We Christians need to start believing in Jesus again so fully that we will work hard to help people get second chances in life, and provide opportunities for people to make restitution for their sins, and to call out the best in people, and even to make our prisons places of rehabilitation rather than the dead-end of punishment.

 

We Christians need to start believing in Jesus again.

 

Jesus stepped into the lives of women and men who were beaten and battered and broken in spirit. He befriended them, and told them God loves them, and gave them back the dignity of their lives.

 

We Christians need to start believing in Jesus again so fully that we will devote our lives and our church to the ministry of embracing ALL God’s children – no matter who, no matter what – and affirm their worth, and apply salve to their wounds, and remind them about who and Whose they are.

 

We Christians need to start believing in Jesus again.

 

That’s our song.

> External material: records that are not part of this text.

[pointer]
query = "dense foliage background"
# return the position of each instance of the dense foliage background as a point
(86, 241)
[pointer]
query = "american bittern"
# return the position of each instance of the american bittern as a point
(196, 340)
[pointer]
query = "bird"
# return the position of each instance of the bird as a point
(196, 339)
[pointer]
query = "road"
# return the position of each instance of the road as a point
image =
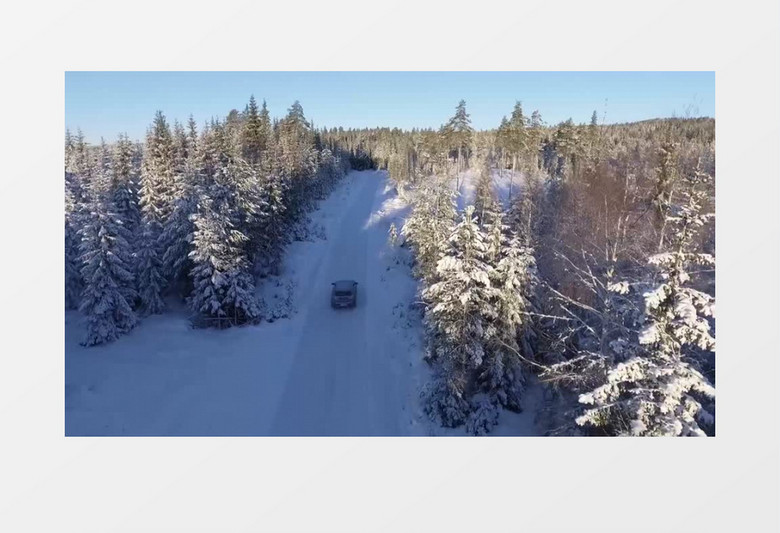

It’s a very simple song, a simple song of the freedom that is found when you believe in the Lord Jesus, and then go and live out that belief in the reality of this world.

 

That’s all Paul and Silas were doing that day in Philippi. They were singing about Jesus – the most beautiful person who ever lived – and the One in whose life we find life – jailers, prisoners, slave girls, and even us!.

 

He is the world’s salvation.

 

So today, as you get ready to go back out into the world and face the challenges that are before you – in your families, with your health, among the people of our community, nation and world – I say to you what Paul said long ago: “Believe in the Lord Jesus and you will be saved, you and all your household.”

 

And living as Jesus lived, and loving as Jesus loved, go and sing his song – that others may be set free, too!